クウルはしゃがみ込んで男の顔を覗き込む。
「ごめんねー、今のは痛かったよねぇ」
「…………」
「でもでも、女の子には優しくしなきゃ駄目なんだよー」
「…………」
「特にノっちゃんみたいな子によってたかっては良くなかったなぁ」
「…………」
「女の子だってちゃんと戦える子いるけど、ノっちゃんはそうじゃないし」
「…………」
「そもそも、双方合意の上で戦うならともかく、一対多数って良くないよね」
「…………」
「あとね、殺すとか殺さないとか、クーは好きじゃないんだ。だからね……」
「聞こえていないわよ、叔父様」
後方からライラが声をかけると気を失った男にひたすら話しかけていたクウルが全開の笑顔で振り向いた。
目の錯覚か、耳と尻尾が見える。
「ラっちゃん!!」
「大丈夫だった? おじ………」
「ぎゅーーーー」
ライラの言葉は突然抱きついてきたクウルに阻まれ中断される。
身動きが取れないほど強く抱きしめられたライラは、抗議の意味を込めてクウルの腕をぺちぺちと叩く。
ようやくその手が緩められたが、なおも抱きしめられたままだった。
「久しぶりだねぇ、相変わらず可愛いなぁ」
「叔父様も相変わらず」
ライラは苦笑する。
相変わらず突然で激しい人だ。
表向きには公表されていないライラの実母はクウルの妻の姉だ。直接血の繋がりのない叔父だったが、まるで自分の子供のように可愛がってくれる。元々誰に対しても同じように接する人だったが、他の人から見てもライラは彼の息子同様に特別溺愛されているように見えるらしい。
最初はこの距離に戸惑ったものの、こういう人なのだと分かれば抵抗する気も失せる。困ったところはあるけれど、とても気のいい人だ。
クウルはにこにこと笑いながらほおずりをするようにライラの頬に自分の頬をくっつける。
「元気だった?」
「ええ、叔父様も変わりなく」
「うん、俺はいっつも元気だ。ラっちゃんに会えなくて寂しかったけどね。それで、ノっちゃんは?」
「信頼出来る人に城まで送ってもらえるように頼んできたわ。まさか叔父様までこちらに来ているとは思わなかったのだけど」
「あのねぇ、ラっちゃんにお薬届けようと思ったんだー。そしたらね、お城に沢山人が集まっていたから覗いてみたんだ。んで、色々あってー、サズとお友達になった」
「サズ?」
「この国の王様」
「……叔父様ったら」
ライラは激しい脱力感を覚え項垂れる。
おそらくこの国に入ってそれほど経っていないだろう。その間に簡単に城に入り、王と顔見知りになるとはさすがと言うべきか、無茶苦茶と言うべきか。

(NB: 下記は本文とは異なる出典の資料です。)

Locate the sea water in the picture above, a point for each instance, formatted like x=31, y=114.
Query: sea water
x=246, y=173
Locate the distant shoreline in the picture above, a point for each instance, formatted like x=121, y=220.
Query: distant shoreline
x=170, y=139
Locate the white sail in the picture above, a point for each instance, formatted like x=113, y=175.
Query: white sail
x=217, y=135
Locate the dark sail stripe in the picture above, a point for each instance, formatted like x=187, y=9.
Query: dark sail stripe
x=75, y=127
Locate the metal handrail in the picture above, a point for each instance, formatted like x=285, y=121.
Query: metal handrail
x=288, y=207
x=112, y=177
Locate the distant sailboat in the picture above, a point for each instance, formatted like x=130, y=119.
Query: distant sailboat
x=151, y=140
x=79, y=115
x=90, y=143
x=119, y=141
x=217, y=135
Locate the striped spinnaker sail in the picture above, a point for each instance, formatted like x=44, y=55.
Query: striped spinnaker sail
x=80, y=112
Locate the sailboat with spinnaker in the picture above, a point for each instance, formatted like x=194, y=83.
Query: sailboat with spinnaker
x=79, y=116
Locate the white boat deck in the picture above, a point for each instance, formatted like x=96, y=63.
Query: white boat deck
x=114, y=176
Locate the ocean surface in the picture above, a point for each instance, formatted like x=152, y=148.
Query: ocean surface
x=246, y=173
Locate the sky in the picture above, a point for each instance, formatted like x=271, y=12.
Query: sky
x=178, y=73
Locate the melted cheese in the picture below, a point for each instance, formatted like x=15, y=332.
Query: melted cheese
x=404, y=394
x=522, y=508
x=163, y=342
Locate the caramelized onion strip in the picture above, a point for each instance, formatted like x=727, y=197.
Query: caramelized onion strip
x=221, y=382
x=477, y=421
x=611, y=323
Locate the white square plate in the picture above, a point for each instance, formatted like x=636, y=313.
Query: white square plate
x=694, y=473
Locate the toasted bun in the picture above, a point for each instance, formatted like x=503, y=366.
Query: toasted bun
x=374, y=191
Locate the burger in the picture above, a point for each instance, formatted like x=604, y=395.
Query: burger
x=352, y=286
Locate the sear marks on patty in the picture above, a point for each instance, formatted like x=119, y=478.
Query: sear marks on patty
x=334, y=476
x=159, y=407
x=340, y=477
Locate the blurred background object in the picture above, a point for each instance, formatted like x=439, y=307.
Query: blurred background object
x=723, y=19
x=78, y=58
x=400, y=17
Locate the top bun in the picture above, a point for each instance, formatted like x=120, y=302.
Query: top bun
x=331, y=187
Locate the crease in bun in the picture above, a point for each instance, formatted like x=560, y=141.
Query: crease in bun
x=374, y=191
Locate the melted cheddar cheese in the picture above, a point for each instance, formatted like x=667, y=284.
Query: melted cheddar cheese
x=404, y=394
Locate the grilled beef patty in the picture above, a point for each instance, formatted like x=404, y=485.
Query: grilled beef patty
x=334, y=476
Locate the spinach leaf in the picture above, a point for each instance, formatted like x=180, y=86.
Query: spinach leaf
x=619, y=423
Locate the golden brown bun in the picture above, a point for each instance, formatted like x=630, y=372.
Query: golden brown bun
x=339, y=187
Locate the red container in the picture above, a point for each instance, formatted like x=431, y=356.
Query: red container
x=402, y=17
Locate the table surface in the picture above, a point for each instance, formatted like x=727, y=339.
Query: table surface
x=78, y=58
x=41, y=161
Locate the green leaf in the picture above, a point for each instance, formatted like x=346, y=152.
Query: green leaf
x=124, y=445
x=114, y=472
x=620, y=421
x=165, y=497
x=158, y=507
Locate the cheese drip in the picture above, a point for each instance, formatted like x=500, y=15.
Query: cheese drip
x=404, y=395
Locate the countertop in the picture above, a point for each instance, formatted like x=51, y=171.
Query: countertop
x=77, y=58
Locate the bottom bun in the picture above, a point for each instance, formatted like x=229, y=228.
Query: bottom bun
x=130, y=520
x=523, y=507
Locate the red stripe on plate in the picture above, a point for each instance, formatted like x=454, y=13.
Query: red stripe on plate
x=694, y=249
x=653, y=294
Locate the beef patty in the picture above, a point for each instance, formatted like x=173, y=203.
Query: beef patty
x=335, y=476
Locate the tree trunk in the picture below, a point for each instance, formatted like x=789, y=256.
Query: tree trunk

彼の事だ。相手が国王だろうと構わず話しかけて自分のペースに巻き込んだのだろう。よくその場で無礼だと罪に問われなかったものだ。もっとも、それで態度を改める人ではないし、簡単に刑罰を受けるような人でもない。
とにかくそれでいながらノウラと一緒にいたということは、国王は少なくとも彼の言動を許したということだ。
(器の大きい男ね)
ライラはまだ直接会ったことのないサイディス国王に対する評価を上げる。
「その陛下はどんな方だった?」
「おっきい人だったよ。お父さんも大きい人だったんだってー」
「エテルナードの人は大柄な人が多いから」
「うん。でも俺としてはサズよりもオーちゃんの方が気になる」
「オーちゃん?」
「ミーディル何とか家の三男。名前はオードだよ」
おそらくミーディルフィール家のことだろう。代々主がレブスト教会の大司教を務める家柄だ。
今の大司教はネバ・ミーディルフィール。名前までは把握していないが三人の息子がいると聞いた覚えがある。
「そのオードさんに興味が?」
「うん。ちょっと聞いたんだけどね、オルジオ陛下が亡くなった時、暗殺したんじゃないかって嫌疑をかけられたらしいんだよ。でも実際あったら何かふわふわした人でそんな感じしないし何か変な感じがするなって」
「つまり作為的な何かがある、と?」
「可能性は考えておいた方がいいと思うよ。あと、魔力は普通の人間よりも高い。魔法使っているところ見た訳じゃないからはっきり言えないけど」
いいかげんなようでいてクウルの勘は良く当たる。
オードという男が暗殺した可能性は低いだろうが、疑われたのは確かだ。そして魔力が高いのも確かだろう。そうなると考えられる可能性がいくつかある。魔力の高い男を邪魔に思った者がいるか、あるいはミーディルフィール家の失墜を目論んだものがいるか。
情報が少なすぎて判断が難しい。
だが、燻っている何かを見極める為の糸口にはなりそうだ。
「ありがとう、参考になるわ。……ところで叔父様」
「なーにー?」
「そろそろ放して欲しいのだけど」
「んー、もーちょっと」
クウルはさらに彼女を抱きしめる力を強くする。
「覚えていてね、クーはライラのこと大好きだよ。予言がどうであっても絶対に諦めないからね」
「叔父様」
「だから、困ったことあったらおじさんを頼るんだよ? 俺が出来ることなら何でもしてあげるからね」
「はい」
「うん、良い返事だね。じゃあ、おじさんからご褒美だよ」
クウルはごそごそとポケットを探りライラの手の平に落とす。
小さなビンに入った肉桂色の丸薬と同じように小さなビンに入った白い四角いものだった。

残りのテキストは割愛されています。